In general IDRs are somewhat of a double-edged sword. They are a very strong financial motivation for general partner to manage the MLP to produce growing distributions. On the other side, IDRs increase the cost of equity capital which reduces cash flow available for distribution from new assets. As the distribution rate gets higher, the effect of IDR payments on the equity cost becomes more pronounced.
There are a handful of midstream MLPs that do not have IDR payments in their partnership agreements. For these MLPs, the equity cost of capital is equal to the current LP unit yield. I have compared the distribution yield and growth results of these MLPs with the rest of the MLPs in the sector that do have IDR payments. The lack of IDRs is not a strong indicator for above average performance. In most cases, the LP unit yield is the biggest factor that affects an MLPs distribution growth. Higher yields result in lower growth rates. This becomes a self-fulfilling event since, with lower growth rates, the market will price an MLP to carry a higher yield.

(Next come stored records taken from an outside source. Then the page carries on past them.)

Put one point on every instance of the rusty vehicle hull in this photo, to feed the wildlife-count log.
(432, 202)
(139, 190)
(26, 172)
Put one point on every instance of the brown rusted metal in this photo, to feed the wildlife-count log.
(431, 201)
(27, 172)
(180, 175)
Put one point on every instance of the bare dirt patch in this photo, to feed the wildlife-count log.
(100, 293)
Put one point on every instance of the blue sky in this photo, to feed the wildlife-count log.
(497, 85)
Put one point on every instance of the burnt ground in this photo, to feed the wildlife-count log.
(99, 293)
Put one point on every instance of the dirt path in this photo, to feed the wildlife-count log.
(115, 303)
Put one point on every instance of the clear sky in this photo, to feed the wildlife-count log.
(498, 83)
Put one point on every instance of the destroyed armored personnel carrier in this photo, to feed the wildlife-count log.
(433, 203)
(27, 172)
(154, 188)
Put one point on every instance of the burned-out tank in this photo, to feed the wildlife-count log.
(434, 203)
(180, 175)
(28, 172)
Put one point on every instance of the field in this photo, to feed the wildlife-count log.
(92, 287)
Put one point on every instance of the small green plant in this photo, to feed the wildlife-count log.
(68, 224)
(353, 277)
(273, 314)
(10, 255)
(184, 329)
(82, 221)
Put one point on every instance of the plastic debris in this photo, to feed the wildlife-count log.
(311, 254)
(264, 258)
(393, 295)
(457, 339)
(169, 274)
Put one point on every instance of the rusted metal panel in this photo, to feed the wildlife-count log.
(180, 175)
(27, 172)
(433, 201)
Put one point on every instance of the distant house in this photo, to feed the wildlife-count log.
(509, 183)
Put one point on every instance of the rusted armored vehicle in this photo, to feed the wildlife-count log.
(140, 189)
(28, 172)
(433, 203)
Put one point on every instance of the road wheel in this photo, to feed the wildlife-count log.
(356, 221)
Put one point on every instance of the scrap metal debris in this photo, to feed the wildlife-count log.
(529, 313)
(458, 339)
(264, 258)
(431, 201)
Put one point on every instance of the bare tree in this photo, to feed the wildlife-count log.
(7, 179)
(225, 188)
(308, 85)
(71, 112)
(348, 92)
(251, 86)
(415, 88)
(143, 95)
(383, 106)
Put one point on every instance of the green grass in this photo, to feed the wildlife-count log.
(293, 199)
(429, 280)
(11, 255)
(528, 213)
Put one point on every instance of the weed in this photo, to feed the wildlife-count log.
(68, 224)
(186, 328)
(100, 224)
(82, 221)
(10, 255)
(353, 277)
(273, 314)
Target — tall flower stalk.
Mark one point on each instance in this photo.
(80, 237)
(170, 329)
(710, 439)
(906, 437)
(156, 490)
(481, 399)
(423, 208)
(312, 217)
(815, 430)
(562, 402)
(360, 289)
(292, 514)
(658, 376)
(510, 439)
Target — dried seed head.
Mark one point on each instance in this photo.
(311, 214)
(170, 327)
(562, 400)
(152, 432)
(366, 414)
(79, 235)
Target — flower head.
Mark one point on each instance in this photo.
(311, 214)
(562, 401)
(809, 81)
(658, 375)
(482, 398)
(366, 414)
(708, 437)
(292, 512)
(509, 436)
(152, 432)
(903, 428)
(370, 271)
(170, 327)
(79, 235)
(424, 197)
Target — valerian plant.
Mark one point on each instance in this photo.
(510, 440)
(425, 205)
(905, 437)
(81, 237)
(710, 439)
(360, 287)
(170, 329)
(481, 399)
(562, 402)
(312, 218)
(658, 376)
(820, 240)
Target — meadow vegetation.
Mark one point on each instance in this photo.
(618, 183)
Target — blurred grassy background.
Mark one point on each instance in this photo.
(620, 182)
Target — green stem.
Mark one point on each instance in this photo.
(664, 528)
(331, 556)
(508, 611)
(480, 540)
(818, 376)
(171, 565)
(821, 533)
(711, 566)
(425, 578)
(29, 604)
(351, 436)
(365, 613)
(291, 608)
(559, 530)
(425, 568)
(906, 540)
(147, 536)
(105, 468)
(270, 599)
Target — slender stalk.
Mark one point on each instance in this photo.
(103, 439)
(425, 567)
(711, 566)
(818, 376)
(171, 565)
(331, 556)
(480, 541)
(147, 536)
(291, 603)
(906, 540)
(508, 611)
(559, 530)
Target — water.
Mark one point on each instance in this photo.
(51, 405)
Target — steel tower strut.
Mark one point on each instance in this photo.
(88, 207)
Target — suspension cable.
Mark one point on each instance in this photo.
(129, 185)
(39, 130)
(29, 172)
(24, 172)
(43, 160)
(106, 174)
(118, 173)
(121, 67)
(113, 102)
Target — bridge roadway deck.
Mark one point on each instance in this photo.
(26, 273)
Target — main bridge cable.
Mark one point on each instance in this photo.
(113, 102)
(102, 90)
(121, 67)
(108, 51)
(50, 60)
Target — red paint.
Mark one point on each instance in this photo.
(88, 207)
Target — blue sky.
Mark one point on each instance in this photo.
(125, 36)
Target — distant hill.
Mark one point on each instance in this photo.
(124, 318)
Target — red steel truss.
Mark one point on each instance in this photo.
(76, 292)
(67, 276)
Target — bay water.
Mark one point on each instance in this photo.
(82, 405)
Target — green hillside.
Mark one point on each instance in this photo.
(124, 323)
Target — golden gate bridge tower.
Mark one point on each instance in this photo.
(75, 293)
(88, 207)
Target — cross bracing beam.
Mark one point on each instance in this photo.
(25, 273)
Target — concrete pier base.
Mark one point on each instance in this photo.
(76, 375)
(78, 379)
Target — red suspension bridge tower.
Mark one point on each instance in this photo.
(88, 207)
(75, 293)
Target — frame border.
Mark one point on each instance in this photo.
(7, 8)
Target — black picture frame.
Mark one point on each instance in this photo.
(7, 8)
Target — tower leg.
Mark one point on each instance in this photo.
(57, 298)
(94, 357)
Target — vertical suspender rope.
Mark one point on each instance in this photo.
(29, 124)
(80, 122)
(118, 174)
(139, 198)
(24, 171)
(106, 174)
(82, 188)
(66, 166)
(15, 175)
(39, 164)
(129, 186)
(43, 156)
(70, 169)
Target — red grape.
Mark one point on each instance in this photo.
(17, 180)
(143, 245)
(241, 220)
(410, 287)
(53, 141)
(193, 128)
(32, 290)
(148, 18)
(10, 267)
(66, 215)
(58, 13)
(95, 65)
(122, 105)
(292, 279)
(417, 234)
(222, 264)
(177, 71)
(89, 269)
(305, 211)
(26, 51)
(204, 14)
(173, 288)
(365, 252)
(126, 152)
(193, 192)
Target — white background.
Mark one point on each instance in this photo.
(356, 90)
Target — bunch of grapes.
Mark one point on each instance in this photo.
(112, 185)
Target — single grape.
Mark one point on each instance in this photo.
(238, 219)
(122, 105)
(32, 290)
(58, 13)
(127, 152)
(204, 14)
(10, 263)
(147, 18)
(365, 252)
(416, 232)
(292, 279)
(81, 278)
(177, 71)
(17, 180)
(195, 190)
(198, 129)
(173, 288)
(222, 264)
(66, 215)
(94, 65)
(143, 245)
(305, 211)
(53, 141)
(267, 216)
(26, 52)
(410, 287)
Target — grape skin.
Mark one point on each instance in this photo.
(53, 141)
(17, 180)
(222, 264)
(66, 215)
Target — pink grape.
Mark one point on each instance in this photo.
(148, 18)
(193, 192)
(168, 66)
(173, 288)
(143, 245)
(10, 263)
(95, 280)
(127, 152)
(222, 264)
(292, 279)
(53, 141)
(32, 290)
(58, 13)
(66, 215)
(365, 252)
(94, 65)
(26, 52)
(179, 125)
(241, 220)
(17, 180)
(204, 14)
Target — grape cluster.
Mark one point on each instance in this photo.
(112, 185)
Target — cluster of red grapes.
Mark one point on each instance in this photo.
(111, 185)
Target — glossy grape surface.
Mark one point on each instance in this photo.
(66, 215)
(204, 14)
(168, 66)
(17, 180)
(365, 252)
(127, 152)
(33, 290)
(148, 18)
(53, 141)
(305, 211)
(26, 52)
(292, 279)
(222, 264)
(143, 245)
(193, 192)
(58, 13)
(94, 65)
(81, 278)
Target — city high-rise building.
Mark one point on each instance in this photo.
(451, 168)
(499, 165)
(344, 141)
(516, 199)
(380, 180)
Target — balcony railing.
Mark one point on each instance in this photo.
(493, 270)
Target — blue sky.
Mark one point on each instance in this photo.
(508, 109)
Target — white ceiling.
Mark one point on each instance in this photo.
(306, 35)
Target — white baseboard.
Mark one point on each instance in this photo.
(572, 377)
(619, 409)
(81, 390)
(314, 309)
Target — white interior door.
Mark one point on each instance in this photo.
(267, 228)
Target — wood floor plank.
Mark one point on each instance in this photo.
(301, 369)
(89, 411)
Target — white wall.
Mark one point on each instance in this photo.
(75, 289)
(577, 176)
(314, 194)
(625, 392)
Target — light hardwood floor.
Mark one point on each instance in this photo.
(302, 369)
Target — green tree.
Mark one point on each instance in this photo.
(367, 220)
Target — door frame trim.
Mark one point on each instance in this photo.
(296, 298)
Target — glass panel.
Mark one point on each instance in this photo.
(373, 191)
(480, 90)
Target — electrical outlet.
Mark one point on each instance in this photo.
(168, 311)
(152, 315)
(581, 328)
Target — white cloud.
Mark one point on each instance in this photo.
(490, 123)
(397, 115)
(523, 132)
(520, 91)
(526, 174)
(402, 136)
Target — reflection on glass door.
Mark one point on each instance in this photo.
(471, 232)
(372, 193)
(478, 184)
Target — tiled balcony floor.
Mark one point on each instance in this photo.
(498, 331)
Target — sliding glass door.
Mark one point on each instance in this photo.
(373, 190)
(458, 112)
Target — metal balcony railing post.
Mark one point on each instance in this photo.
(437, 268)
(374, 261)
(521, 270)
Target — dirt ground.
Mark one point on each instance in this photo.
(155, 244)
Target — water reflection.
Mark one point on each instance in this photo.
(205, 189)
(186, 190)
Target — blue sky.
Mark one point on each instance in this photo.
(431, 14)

The current bear market in MLPs has pushed yields up to very high levels. If yields stay this high, capital to fund new assets will be expensive, preventing partnerships from taking on marginal projects or acquisitions. This will produce a natural slowing in the growth of the energy infrastructure system.
You may have noticed that IDR payments are a sweet deal for whoever holds the general partner interest. There are a handful of publicly traded pure play or near pure play MLP general partners. The Tax-Smart Income Hunter database includes a listing of these companies. Next month I will highlight some of the more attractive general partner stocks.
Portfolio Review
The most basic fact is that the MLPs I have selected since launching Tax-Smart Income Hunter in July have posted poor results. The entire sector is down significantly since the start of May thanks to depressed crude oil prices. It is the reality of the situation in this sector right now, and is something that I take into consideration heavily when I write these issues.
The Income Portfolio is down an average of 6.5% since the four MLPs were added to the portfolio. On the flip side, the average yield is over 11%. For variable distribution paying Northern Tier Energy LP (NYSE:NTI) I am using the trailing four payouts to calculate yield. Oneok Partners LP (NYSE:OKS) is in positive territory by 5% since its inclusion in the portfolio on July 31. OKS was able to place a sizeable equity issuance with its general partner, Oneok Inc. (NYSE:OKE), which gave the market confidence that the MLP could fund its near-term growth plans.
The MLPs in the Total Return Portfolio have been hammered over the last few days. Average return is now a minus 19%. Yield is 4%. This group should be able to average 20% distribution growth over the next year, giving these stocks great potential over the long-term. The next increases will start to come in a month, so that may help unit values.
Next week is the end of Q3 2015. It has been a tough quarter for MLPs, with the Alerian AMZ index off 23% in just the last three months. Earnings season for the sector starts around October 14, with MLP-like Kinder Morgan Inc. (NYSE:KMI) releasing earnings and announcing its next dividend. Total Return Portfolio component EQT Midstream Partners LP (NYSE:EQM) is scheduled to report on October 22.
Some positive results and distribution news would be a welcome help to start to turn around the MLP sector.